Basket and rope making
Although they are easily overlooked, baskets were widely used on Regency building sites as they were strong, cheap and quick to fabricate and could be made to virtually any shape. They were also easy to transport between manufacturer and user and were extremely strong. This strength was exploited in two different ways. Baskets were able to take the impact of minor knocks or bumps during the transportation process, making them ideal containers for fragile goods, such as pre-fabricated plaster mouldings. They were also lightweight and yet able to lift very heavy loads which made them ideal as containers with which to haul materials up and down scaffold.
Occasionally, baskets were made from products such as cane or rush but traditionally they were made of willow which was grown specially for the purpose. The centre of willow growing in Britain has long been the Somerset Levels, which offer the appropriate combination of wet and dry seasonal variation. In Sussex willow was grown in small quantities in the Weald and was used for basket making. At present it is unclear as to whether the large scale demand for baskets created by Brighton’s rapid development was met from local sources or baskets supplied from Somerset.
Different varieties of willow were grown for specialist purposes and the individual wood types could be treated to produce different finishes. For example, it could be boiled and stripped to make a buff basket, stripped to produce a white product, steamed in its bark to produce dark colours, or simply left naturally green.

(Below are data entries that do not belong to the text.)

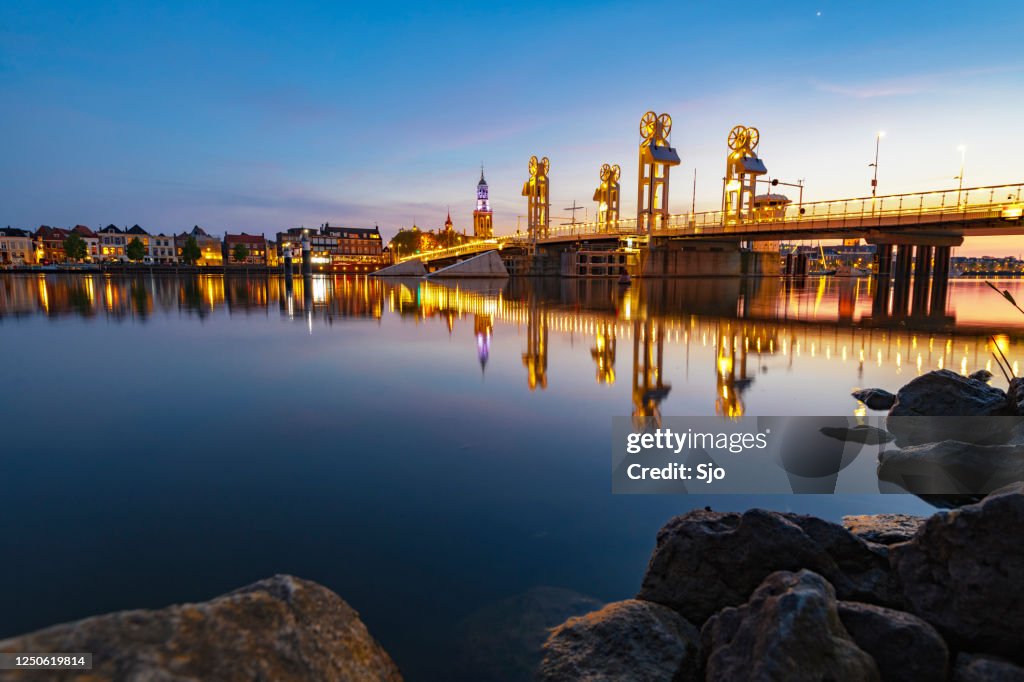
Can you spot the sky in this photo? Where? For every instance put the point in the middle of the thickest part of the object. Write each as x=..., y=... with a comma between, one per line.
x=261, y=116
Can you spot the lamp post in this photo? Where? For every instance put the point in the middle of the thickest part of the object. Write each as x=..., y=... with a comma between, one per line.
x=875, y=180
x=960, y=187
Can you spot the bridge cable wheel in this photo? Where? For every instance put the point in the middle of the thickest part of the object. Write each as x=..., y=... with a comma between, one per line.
x=647, y=125
x=754, y=137
x=665, y=127
x=737, y=137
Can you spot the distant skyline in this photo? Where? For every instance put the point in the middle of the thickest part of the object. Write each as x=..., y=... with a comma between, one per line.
x=259, y=116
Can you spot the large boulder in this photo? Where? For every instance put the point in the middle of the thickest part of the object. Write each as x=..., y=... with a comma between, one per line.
x=903, y=646
x=876, y=398
x=283, y=628
x=962, y=573
x=952, y=467
x=788, y=631
x=705, y=561
x=974, y=668
x=944, y=393
x=636, y=640
x=884, y=528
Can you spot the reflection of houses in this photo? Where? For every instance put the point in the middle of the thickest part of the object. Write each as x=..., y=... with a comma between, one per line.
x=15, y=247
x=482, y=328
x=536, y=357
x=603, y=352
x=731, y=379
x=648, y=358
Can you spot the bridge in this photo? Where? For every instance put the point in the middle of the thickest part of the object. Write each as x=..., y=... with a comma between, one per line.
x=942, y=217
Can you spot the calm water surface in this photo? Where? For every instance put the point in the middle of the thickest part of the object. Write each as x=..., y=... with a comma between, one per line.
x=425, y=451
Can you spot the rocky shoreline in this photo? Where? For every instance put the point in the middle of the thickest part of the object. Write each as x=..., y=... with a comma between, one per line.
x=758, y=595
x=766, y=595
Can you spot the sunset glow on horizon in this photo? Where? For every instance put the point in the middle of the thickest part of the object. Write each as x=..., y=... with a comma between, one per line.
x=261, y=117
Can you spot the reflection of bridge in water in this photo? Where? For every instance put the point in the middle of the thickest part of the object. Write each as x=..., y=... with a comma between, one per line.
x=750, y=324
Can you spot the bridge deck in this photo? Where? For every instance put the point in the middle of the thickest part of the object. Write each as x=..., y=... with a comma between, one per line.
x=974, y=212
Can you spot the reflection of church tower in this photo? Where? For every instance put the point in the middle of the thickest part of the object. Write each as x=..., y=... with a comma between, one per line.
x=536, y=357
x=603, y=352
x=483, y=227
x=482, y=327
x=648, y=388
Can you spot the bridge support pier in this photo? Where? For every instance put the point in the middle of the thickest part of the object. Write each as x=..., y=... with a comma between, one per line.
x=901, y=279
x=883, y=280
x=922, y=279
x=940, y=281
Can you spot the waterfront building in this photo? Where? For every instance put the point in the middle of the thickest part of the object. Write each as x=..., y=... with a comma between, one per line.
x=113, y=241
x=16, y=247
x=49, y=244
x=209, y=247
x=355, y=241
x=256, y=244
x=161, y=249
x=91, y=241
x=483, y=226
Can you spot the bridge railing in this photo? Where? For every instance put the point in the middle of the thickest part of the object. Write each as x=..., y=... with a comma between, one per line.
x=885, y=211
x=861, y=212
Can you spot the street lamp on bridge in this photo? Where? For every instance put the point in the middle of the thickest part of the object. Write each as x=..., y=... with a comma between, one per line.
x=875, y=180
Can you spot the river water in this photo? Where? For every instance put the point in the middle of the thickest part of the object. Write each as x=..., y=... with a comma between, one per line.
x=437, y=455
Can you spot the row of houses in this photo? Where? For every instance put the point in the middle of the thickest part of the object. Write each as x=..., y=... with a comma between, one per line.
x=110, y=244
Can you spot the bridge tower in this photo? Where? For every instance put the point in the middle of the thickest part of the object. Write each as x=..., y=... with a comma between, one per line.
x=537, y=192
x=656, y=157
x=606, y=197
x=741, y=170
x=483, y=226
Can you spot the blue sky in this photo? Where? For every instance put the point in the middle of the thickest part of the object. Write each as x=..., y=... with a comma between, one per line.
x=259, y=116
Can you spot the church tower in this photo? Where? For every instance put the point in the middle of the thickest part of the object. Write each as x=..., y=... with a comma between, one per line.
x=483, y=228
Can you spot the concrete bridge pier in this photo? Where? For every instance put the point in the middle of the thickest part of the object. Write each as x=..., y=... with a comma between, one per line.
x=940, y=281
x=922, y=279
x=883, y=280
x=901, y=279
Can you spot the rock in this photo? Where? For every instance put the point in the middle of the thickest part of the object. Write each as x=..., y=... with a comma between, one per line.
x=974, y=668
x=962, y=573
x=952, y=467
x=631, y=639
x=875, y=398
x=868, y=435
x=984, y=376
x=903, y=646
x=705, y=561
x=283, y=628
x=945, y=393
x=790, y=630
x=503, y=640
x=884, y=528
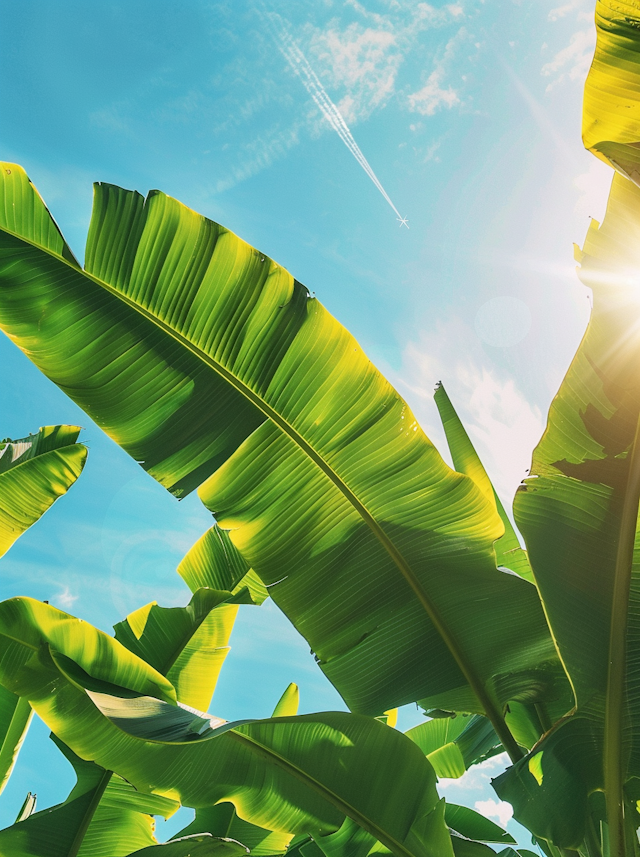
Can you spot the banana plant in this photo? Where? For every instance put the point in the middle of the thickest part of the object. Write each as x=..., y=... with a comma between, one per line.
x=213, y=367
x=35, y=471
x=114, y=709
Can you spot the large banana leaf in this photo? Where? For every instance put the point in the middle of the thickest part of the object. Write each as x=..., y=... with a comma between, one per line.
x=223, y=821
x=187, y=644
x=509, y=552
x=102, y=817
x=197, y=353
x=288, y=774
x=34, y=472
x=453, y=744
x=611, y=112
x=578, y=512
x=195, y=846
x=215, y=562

Basket makers traditionally worked sitting on a short plank close to the ground for easy access to tools and materials. A basket maker uses many tools to cut and split the willow rods and to help weave and push them into place. They used a set of hand tools which included splitters and shavers for preparing the willow, a measure stick to ensure the material used was of the right size, a commanda (a metal length) with which to wrap down and straighten the willow, a bodkin for piercing the wood, a narrow triangular ‘beating iron’ was then used to push the weave close together, shears and a knife for trimming and cutting points and a weight to hold the basket in position whilst it was finished.
When a basket is made, it is usual for the base to be the starting point. Once this has been completed, the rods are bent upwards to form the sides of the basket, before willow is then woven around using different varieties of weave, known as ‘strokes’, to make the different patterns and shapes of particular baskets. Amongst these stokes are ‘Randing’, ‘Upsett’, and ‘Waling’. A willow hoop is passed around the upright frame of the basket at this time to keep everything in place. Finally, the willow ends protruding at the top of the basket are woven into place to form a rim and provide a firm edge.

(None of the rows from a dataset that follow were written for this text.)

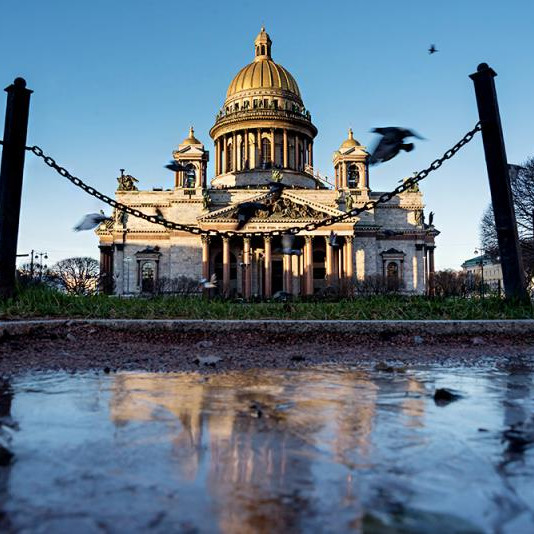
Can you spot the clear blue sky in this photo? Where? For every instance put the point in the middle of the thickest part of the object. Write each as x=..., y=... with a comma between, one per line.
x=117, y=84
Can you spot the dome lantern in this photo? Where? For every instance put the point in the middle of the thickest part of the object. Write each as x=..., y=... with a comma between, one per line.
x=262, y=46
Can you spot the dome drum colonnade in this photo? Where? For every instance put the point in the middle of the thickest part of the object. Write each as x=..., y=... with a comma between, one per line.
x=263, y=123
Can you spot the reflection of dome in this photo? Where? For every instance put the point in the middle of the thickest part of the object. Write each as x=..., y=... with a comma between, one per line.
x=191, y=139
x=263, y=74
x=350, y=141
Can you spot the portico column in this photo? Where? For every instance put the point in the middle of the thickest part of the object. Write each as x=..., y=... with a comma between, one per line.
x=308, y=264
x=329, y=262
x=285, y=149
x=246, y=262
x=226, y=266
x=349, y=262
x=431, y=270
x=205, y=256
x=245, y=164
x=268, y=266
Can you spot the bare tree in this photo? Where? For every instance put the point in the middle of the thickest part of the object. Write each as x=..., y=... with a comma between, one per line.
x=78, y=276
x=522, y=184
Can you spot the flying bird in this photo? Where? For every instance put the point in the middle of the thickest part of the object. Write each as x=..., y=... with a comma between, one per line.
x=91, y=220
x=288, y=242
x=175, y=166
x=332, y=240
x=275, y=188
x=391, y=143
x=204, y=283
x=513, y=171
x=247, y=210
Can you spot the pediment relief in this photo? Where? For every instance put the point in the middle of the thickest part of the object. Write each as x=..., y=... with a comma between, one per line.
x=287, y=207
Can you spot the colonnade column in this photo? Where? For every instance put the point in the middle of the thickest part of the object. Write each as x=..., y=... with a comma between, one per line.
x=329, y=262
x=272, y=158
x=258, y=143
x=245, y=164
x=223, y=159
x=308, y=264
x=226, y=266
x=285, y=149
x=296, y=152
x=268, y=267
x=234, y=152
x=247, y=267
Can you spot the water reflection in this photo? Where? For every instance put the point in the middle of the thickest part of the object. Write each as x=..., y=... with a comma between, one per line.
x=270, y=451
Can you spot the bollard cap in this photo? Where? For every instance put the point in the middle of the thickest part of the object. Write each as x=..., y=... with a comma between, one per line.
x=483, y=69
x=18, y=84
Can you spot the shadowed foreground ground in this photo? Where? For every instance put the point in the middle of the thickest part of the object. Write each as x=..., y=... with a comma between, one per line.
x=73, y=345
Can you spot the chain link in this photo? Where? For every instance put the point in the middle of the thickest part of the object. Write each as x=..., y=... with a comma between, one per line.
x=369, y=205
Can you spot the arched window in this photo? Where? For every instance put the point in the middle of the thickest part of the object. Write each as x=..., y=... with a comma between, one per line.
x=229, y=159
x=353, y=176
x=190, y=176
x=265, y=152
x=243, y=155
x=392, y=276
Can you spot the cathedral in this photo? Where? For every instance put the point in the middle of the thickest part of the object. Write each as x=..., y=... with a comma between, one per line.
x=264, y=133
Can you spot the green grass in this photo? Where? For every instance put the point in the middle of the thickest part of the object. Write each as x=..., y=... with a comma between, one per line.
x=41, y=302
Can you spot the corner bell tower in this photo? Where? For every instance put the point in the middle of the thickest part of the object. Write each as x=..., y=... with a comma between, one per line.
x=350, y=165
x=191, y=155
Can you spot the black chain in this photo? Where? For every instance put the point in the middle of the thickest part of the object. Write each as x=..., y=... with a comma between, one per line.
x=369, y=205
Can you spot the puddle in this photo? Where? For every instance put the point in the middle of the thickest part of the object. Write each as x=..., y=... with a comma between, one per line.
x=315, y=450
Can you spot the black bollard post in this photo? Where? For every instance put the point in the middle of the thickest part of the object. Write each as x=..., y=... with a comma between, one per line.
x=499, y=179
x=11, y=174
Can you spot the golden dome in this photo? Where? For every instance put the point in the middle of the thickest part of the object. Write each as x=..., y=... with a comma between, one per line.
x=350, y=141
x=263, y=72
x=191, y=139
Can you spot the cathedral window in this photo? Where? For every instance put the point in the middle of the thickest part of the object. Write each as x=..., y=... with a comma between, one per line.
x=265, y=152
x=190, y=177
x=147, y=277
x=353, y=176
x=392, y=276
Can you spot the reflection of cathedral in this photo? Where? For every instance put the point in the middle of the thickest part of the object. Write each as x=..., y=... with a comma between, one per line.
x=262, y=131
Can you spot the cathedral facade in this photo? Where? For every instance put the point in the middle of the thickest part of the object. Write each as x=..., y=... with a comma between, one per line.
x=263, y=133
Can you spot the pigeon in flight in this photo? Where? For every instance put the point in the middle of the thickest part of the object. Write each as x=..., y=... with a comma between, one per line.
x=391, y=143
x=204, y=283
x=332, y=240
x=275, y=188
x=91, y=220
x=513, y=171
x=288, y=241
x=247, y=210
x=175, y=166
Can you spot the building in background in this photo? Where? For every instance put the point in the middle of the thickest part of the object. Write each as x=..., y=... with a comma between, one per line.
x=264, y=130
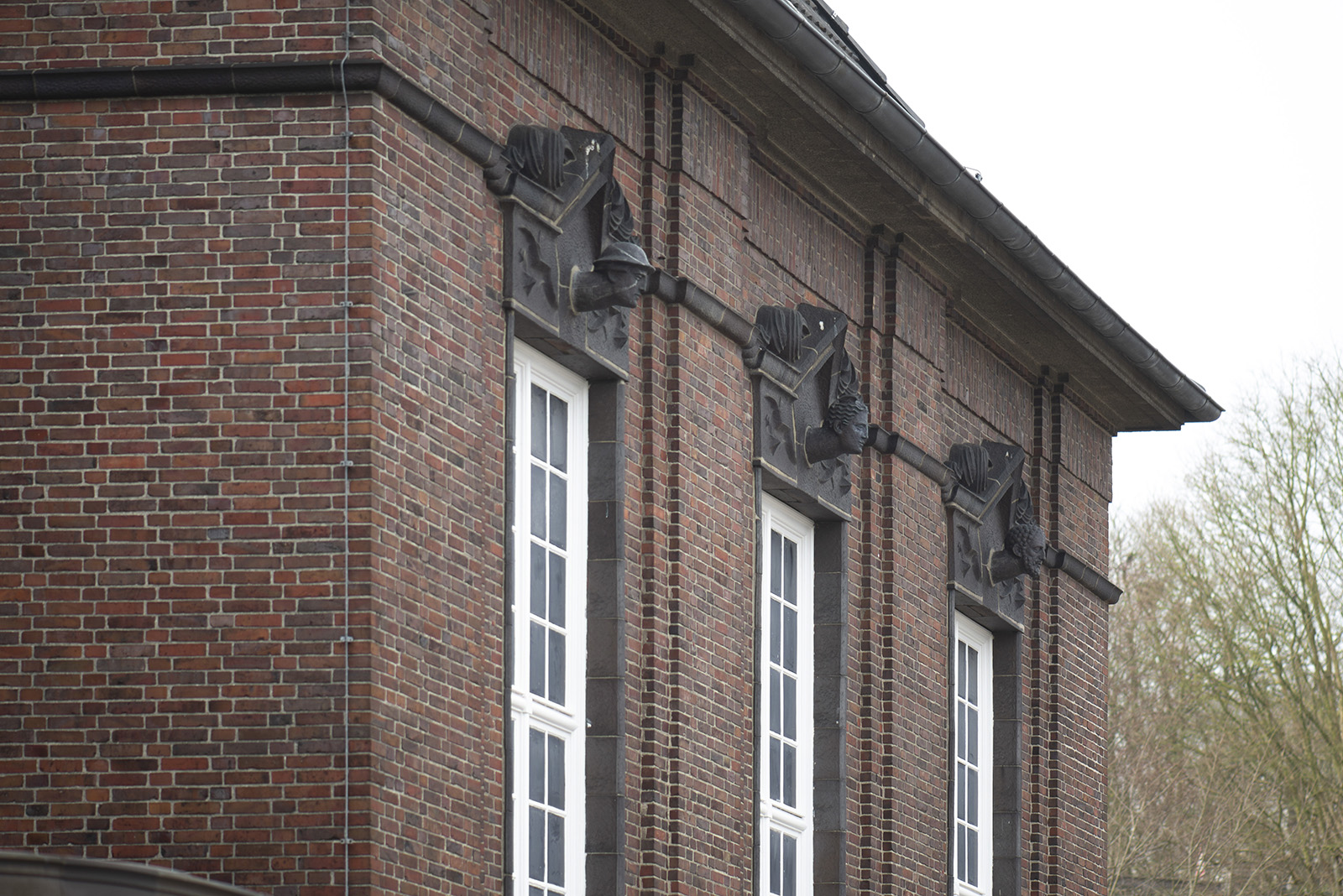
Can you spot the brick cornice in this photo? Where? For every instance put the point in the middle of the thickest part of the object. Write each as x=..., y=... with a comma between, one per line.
x=328, y=76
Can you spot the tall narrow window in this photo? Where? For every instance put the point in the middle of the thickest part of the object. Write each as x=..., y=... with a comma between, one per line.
x=787, y=685
x=973, y=723
x=548, y=625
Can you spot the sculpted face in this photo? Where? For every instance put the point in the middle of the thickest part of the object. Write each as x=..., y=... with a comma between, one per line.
x=1032, y=550
x=853, y=434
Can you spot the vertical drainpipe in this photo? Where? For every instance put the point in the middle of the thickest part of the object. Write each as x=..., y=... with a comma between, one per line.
x=347, y=466
x=510, y=484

Of all the crafts associated with the Regency building site, basketmaking has changed the least because it has not proved possible to fully mechanise the production process.

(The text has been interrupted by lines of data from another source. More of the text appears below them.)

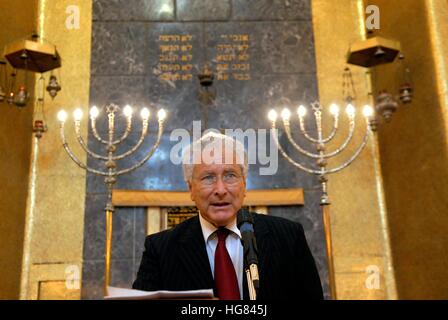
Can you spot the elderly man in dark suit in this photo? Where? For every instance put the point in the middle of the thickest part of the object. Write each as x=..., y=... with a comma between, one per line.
x=206, y=251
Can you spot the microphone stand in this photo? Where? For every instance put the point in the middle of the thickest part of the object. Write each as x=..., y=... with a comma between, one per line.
x=252, y=280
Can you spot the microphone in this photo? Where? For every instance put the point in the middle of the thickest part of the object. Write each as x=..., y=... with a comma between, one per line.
x=245, y=223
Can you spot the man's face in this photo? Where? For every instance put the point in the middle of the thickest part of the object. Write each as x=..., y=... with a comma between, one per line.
x=218, y=191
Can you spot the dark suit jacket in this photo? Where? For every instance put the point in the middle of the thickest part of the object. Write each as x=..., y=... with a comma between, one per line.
x=177, y=259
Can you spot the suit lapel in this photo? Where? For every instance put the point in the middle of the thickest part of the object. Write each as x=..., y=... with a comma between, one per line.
x=193, y=255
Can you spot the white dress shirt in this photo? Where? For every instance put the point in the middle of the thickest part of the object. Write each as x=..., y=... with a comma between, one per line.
x=233, y=245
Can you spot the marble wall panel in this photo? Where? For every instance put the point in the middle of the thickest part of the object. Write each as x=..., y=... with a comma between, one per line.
x=126, y=69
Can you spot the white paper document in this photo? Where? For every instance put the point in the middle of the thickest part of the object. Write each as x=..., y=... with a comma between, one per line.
x=115, y=293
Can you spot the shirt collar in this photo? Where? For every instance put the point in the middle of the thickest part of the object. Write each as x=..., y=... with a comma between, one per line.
x=208, y=229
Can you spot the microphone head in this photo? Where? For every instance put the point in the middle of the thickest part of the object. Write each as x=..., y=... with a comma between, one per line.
x=244, y=216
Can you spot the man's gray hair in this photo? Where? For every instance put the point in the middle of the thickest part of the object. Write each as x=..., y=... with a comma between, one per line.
x=193, y=153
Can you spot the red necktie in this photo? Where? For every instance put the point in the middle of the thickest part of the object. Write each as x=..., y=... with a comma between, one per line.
x=225, y=276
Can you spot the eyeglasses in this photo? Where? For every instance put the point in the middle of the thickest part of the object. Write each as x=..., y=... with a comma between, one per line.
x=229, y=178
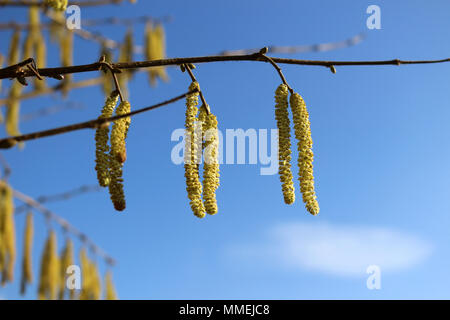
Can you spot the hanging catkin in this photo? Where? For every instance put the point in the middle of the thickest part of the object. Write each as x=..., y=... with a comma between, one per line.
x=284, y=143
x=211, y=157
x=110, y=290
x=7, y=234
x=50, y=270
x=13, y=109
x=101, y=141
x=302, y=130
x=27, y=270
x=14, y=50
x=155, y=48
x=65, y=262
x=118, y=155
x=85, y=275
x=191, y=154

Natural fibre rope was an essential product on the Regency building site as it was used for haulage purposes, lifting building materials and tying scaffold together. Made from fibres of jute and flax, much rope was probably imported from Bridport, the Georgian rope making centre of England. Bridport is planned around ‘The Rope Walks’, narrow passages in which the slim ropes were manufactured, bonded and bound into standard lengths for sale. It is also probable that some rope was sourced from local suppliers to the shipbuilding and fishing industries on the south coast.